And of course there’s Orlando Bloom’s Legolas. Lots and lots of Legolas; way too much Legolas in this third and final film. And always with the now de rigueur “cool Legolas fighting move,” which in each film is bigger, more outrageous, and sillier than the last, until at this point, as the elf warrior runs in mid-air up falling pieces of rubble, the effort to top previous feats simply destroys the viewer’s suspension of disbelief.
(The LOTR films worked very hard to ground the world of Middle Earth in a rustic authenticity, but Jackson has been increasingly willing to trade that realism away for cheap thrills.)
I joked about Desolation of Smaug that you come for the giant fire-breathing dragon and stay for the Laketown politics, but in Armies Smaug is dispatched in the first 10 minutes, before the title credits, and Jackson spends an unfathomable amount of the film’s remaining time fussing around with skeevy, conniving Laketown bureaucratic assistant Alfrid (Ryan Gage) and his greedy slapstick antics.
(Seriously, you get the sense that rather than The Hobbit, Jackson would have much rather have made just one Pythonesque comedy: Alfrid: The Woeful Comic Misfortunes of Laketown’s Bumbling Deputy.)
Such non-canon padding, dictated by the decision to make three Hobbit films instead of two, doesn’t just hurt the film because it’s such distracting, time-wasting side business. It’s more than just boring; the filler requires Jackson and his co-writers Fran Walsh and Phillipa Boyens to overstrain weak character motivations and plot threads until they nearly snap in order to squeeze out one more fight sequence (or dull romantic side street—I’m looking at you Kili and Tauriel).
I’m more of two minds about the filmmakers’ addition of the Sauron/Dol Guldur/White Council material—on the one hand, it’s so blatantly shoe-horned in to tie The Hobbit closer to LOTR, with more Elrond (Hugo Weaving), more Galadriel (Cate Blanchett), more Gandalf (Ian McKellan), more Saruman (Christopher Lee), more Nazgul (CGI phantoms), and of course more Sauron (voiced by Benedict Cumberbatch). And part of me loves that sort of sweeping, epic, mythic, good-versus-evil stuff on a grand scale.
But unlike LOTR, The Hobbit isn’t supposed to be an epic film about good-versus-evil on a grand wizard/elf scale. Tolkien wrote a quiet fairytale about how a one quiet, little hobbit has his horizons forcefully broadened and has to deal not just with dangerous adventure but horrific, pointless bloodshed and loss. It’s supposed to be Bilbo’s story, not Sauron’s.
And yet, despite the title, this final film in The Hobbit trilogy continually pushes Martin Freeman’s Bilbo Baggins into the background.

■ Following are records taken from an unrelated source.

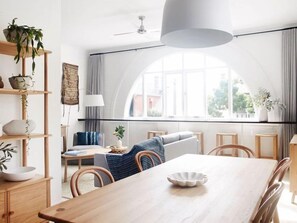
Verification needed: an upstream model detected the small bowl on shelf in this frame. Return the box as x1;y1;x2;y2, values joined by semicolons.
167;172;207;187
2;166;36;181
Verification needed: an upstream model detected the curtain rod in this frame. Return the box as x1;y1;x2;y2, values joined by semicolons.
90;26;297;56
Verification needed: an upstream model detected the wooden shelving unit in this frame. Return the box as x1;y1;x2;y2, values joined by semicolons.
0;41;51;223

There is very little of the hobbit in The Hobbit: Battle of the Five Armies, and the absence of Bilbo from the film’s narrative is more than just an annoyance—it robs the adaptation of everything that made Tolkien’s novel so special, so charming. Biblo’s personal tale has become, on the screen, much more Thorin and the dwarfs’ story, and even they have to step aside in its final act to make room for sexy fan-favorite Legolas and his circus-elf tricks.
(None of this is a knock on the actors—most of them are doing a fine job by this point, whether they’re new to the franchise or dusting off their old LOTR robes. But these days, even more so than a decade ago, the mostly British Commonwealth actors know what they’re getting into when they sign on for a multi-film blockbuster CGI action franchise.
(They know what is and is not expected of them as performers and what depths and nuances their character will, or more likely will not, have. They show up, do their thing as best they can, passionately emoting in front of green screens, and hope their performances aren’t entirely swallowed up in the spectacle. And yes, I enjoyed Billy Connelly’s bawdy Dain despite myself–I can’t resist Connelly’s lovable Scottish brogue.)
What’s most egregious is that with Bilbo having to cede most of his screen time to Thorin, Bard, and Legolas, The Hobbit: The Battle of the Five Armies ends up being much more martial; all about the battle rather than about Bilbo’s reaction to it. As in Jackson’s LOTR films, there are massive marching armies of CGI orcs, stunning martial spectacle and giant battle beats (including leaping elf warriors, walking troll catapult/tanks, and big heroic Aragorn-esqe charges). The abandoned town of Dale gets re-jiggered into a mini Minas Tirith, complete with innocent families and children under siege. And it all winds up with a big, protracted dwarfo-e-orco throw down on a frozen lake between Thorin and Big Bald Baddie Bolg (John Tui).
Tolkien wrote The Hobbit after having fought in The Great War and seeing the futility of a senseless war fought primarily out of misguided and arbitrary alliances, historical claims, and petty greed. In contrast, Lord of the Rings was written after World War II and it is a very different book, especially in how Tolkien, post-Hitler, views the sometime need for a “Good War” to put a stop to a Great Evil whose quest for deadly power threatens the entire world. LOTR is pro-war; The Hobbit is very much not.
Like Return of the King, The Battle of the Fire Armies is, as its subtitle suggests, a war film. But where Return of the King earned its battles–the LOTR trilogy is essentially about the march to war–the massive martial excess of Battle of the Five Armies feels forced and artificial, super-sized just so it feels more like Return of the King.
In re-reading parts of The Hobbit last week, I was reminded how little emphasis Tolkien puts on wars and fighting in the novel—despite his first-hand experience, being properly British, the author politely, reservedly never dwells on the shock and horror of war. His novel doesn’t linger over exciting battle scenes, strategic details, or grand heroics—instead we hear of the entire War of the Five Armies only in hindsight from Bilbo’s sorrowful point of view.
It’s also obvious that what truly mattered to Tolkien, where his prose loved to dwell, were the many scenes of comfort and security around the hearth of a protected home, be it Beorn’s or Elrond’s, or Bilbo’s own Bag End. In his post-war adulthood, Tolkien cared more about appreciating a safe, warm peaceful place between the adventures. Of course he enjoyed weaving tales of all the heroic figures and the battles they fought to make that peace possible, but he knew better than to emphasize them over the simple pleasures of a pipe by the fireplace.
These days films—especially big “event” films—are seen as entertainment only, and in order to entertain big audiences, that means either big love or big war. (Or preferably both.)
Constant fighting and giant battles sell giant numbers of tickets, and unlike the LOTR films, these Hobbit films feel driven only by that need to sell tickets. That’s why I ultimately dislike them and mourn the wonderful opportunities they missed. It’s not so much the choices Jackson made, but why, apparently, he made them.
Tolkien wrote with sad resignation about how the Age of Man, with its increasingly industrialized world (including its warfare), was slowly pushing aside both the epic myth and magic of the elves and the pastoral simplicity of the Shire and its agrarian hobbits. With Battle of the Five Armies, it’s clear these new Hobbit films are made by and for men, not hobbits.